Last month, experts from other space agencies and NASA around the world faced a problematic hypothetical scenario. A mysterious asteroid heading to Earth from 35 million miles away has just been discovered. It was expected to hit the cosmic rock in six months. The situation was fictional, the training took place for a week, and stimulated the asteroid so that American and international experts could practice how to respond to such a situation.
The group learned a difficult lesson through stimulation. If an Earth-bound asteroid is found with a little warning, the Earth’s collision cannot be stopped. Experts have found that there is no technology available to prevent asteroids from sticking, given the six-month period of the scenario. No spacecraft can record an asteroid or push it away from its path.
Paul Chodas, Director of NASA’s Center for Near-Earth Object Studies, recently helped perform simulations and assisted with five previous simulations. Participants said that this movement would fail. “This is what we call the short-term warning scenario. It was very challenging by design,” he said.
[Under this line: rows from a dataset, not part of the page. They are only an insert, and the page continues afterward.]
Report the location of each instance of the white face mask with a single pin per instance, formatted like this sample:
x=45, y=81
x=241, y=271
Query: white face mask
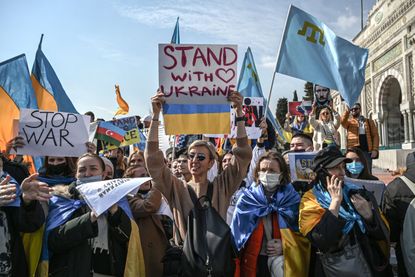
x=90, y=179
x=269, y=180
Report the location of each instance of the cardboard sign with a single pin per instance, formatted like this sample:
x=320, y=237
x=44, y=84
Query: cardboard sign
x=132, y=135
x=197, y=74
x=100, y=196
x=300, y=166
x=253, y=109
x=299, y=108
x=374, y=186
x=48, y=133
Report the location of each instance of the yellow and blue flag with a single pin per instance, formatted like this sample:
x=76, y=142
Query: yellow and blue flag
x=249, y=86
x=123, y=107
x=16, y=92
x=49, y=91
x=176, y=34
x=311, y=51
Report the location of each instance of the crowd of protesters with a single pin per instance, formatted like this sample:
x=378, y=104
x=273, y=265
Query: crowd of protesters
x=325, y=227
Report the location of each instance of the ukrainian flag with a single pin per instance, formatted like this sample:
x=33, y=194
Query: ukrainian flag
x=49, y=91
x=193, y=119
x=15, y=92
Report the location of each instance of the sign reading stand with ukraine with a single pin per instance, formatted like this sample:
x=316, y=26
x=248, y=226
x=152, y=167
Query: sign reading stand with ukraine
x=196, y=80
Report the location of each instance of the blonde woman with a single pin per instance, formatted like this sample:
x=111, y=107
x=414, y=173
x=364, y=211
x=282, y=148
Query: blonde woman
x=325, y=128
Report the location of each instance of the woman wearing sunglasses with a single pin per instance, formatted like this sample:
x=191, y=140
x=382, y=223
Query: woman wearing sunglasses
x=201, y=157
x=325, y=128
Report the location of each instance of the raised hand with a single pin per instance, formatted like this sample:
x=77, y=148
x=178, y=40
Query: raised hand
x=7, y=192
x=157, y=102
x=334, y=187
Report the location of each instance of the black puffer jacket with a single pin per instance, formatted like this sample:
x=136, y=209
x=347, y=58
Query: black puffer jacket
x=70, y=243
x=396, y=200
x=27, y=219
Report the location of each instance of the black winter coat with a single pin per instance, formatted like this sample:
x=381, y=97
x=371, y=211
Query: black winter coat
x=70, y=244
x=396, y=200
x=27, y=219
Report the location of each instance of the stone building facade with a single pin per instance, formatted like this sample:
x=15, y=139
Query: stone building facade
x=389, y=90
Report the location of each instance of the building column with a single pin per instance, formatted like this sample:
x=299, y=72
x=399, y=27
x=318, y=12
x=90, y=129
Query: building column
x=380, y=127
x=411, y=126
x=405, y=126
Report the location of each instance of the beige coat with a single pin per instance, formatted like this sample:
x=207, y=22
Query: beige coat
x=175, y=190
x=153, y=238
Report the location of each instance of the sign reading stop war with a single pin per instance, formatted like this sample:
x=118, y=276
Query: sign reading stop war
x=48, y=133
x=198, y=74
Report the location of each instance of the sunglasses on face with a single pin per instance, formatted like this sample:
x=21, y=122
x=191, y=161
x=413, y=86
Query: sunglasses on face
x=200, y=156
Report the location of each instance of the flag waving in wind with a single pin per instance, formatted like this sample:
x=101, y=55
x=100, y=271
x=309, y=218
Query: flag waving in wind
x=49, y=91
x=16, y=92
x=109, y=132
x=123, y=107
x=312, y=52
x=176, y=34
x=249, y=86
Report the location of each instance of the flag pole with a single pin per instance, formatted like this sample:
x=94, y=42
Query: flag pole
x=276, y=64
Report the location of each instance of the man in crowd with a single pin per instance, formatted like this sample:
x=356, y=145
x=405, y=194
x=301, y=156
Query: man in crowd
x=361, y=132
x=396, y=199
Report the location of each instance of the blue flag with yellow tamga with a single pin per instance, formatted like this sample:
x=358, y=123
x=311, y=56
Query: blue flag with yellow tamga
x=176, y=33
x=249, y=86
x=49, y=91
x=311, y=51
x=16, y=92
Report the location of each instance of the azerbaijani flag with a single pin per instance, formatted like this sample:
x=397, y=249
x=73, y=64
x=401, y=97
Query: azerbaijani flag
x=110, y=133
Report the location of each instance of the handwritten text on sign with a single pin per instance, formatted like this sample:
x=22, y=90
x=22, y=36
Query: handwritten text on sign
x=48, y=133
x=132, y=135
x=197, y=73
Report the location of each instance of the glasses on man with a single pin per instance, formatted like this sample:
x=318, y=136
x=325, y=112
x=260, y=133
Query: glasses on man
x=199, y=156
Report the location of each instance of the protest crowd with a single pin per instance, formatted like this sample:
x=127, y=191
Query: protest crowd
x=287, y=201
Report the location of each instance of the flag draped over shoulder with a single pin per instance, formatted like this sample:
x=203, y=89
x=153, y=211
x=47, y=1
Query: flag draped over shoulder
x=49, y=91
x=249, y=86
x=123, y=107
x=61, y=210
x=176, y=34
x=16, y=92
x=311, y=51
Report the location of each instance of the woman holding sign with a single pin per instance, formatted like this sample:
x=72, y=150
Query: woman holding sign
x=81, y=242
x=201, y=157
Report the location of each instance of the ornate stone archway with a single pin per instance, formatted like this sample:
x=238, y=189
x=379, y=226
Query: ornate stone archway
x=391, y=119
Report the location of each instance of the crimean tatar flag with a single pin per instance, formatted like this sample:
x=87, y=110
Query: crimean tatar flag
x=110, y=133
x=311, y=51
x=123, y=107
x=176, y=34
x=49, y=91
x=16, y=92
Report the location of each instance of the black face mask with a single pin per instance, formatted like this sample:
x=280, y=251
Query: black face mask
x=54, y=170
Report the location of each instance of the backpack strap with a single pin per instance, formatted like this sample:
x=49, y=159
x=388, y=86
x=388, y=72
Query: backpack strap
x=409, y=183
x=194, y=196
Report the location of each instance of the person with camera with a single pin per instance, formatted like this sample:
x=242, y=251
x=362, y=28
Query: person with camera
x=361, y=132
x=343, y=223
x=325, y=127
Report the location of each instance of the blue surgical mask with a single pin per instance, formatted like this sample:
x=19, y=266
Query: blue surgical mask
x=355, y=168
x=90, y=179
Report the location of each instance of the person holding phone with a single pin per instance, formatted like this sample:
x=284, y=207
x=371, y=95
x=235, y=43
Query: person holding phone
x=339, y=220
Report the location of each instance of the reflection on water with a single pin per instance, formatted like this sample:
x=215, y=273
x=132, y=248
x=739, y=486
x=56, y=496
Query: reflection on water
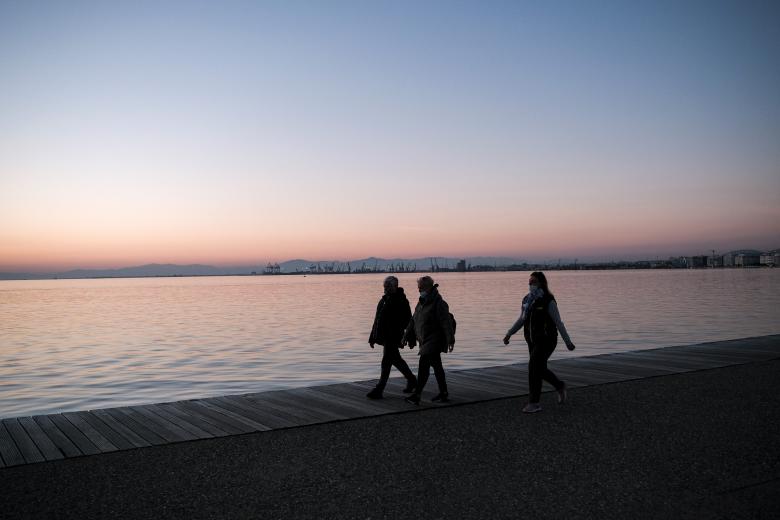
x=86, y=344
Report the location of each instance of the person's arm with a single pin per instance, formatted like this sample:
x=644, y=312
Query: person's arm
x=443, y=315
x=410, y=337
x=372, y=336
x=552, y=310
x=518, y=324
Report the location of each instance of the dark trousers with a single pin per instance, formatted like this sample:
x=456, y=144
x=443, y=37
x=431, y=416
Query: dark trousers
x=426, y=362
x=538, y=371
x=392, y=358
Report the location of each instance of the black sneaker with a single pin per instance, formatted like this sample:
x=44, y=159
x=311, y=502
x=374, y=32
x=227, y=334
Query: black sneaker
x=443, y=397
x=413, y=399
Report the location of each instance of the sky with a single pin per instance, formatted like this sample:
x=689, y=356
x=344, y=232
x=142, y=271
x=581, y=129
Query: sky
x=236, y=133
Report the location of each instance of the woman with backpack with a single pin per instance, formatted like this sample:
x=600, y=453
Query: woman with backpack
x=541, y=323
x=433, y=328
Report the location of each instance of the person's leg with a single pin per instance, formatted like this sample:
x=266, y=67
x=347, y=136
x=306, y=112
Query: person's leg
x=547, y=374
x=387, y=363
x=438, y=371
x=422, y=377
x=422, y=373
x=551, y=378
x=400, y=364
x=537, y=364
In fact, if an asteroid, like a hypothetical asteroid, heads to Earth, scientists will need years of warning. It is at least 5 years, according to Paul. Richard Binzel, MIT’s astronomer, says it will take at least 10 years. Faced with a real asteroid threat, Richard said time is the most valuable commodity we could hope for.
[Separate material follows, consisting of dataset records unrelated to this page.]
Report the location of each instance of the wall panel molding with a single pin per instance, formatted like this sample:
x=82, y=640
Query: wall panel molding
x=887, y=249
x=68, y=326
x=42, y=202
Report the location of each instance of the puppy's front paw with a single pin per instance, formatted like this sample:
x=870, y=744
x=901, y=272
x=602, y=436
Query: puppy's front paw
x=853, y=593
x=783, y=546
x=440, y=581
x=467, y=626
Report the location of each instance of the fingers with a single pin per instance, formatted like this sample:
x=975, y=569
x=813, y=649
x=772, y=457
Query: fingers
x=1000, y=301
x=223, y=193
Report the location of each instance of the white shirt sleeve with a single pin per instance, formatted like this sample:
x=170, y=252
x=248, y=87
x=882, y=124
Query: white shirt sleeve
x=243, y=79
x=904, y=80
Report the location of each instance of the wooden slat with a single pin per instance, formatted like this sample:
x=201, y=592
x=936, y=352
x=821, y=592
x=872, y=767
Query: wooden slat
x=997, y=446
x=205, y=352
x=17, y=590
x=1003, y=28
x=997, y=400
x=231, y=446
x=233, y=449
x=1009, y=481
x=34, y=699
However, scientists haven’t been able to determine the maximum of dangerous space rocks passing near Earth, so we are far less likely to receive a 5 or 10 year warning period. Congress tried to solve this problem by ordering NASA in 2005 to find and track 90% of all Earth near objects over 140 meters, at this size a New York-sized city could be wiped out by an asteroid. To date, NASA has only found 40% of objects.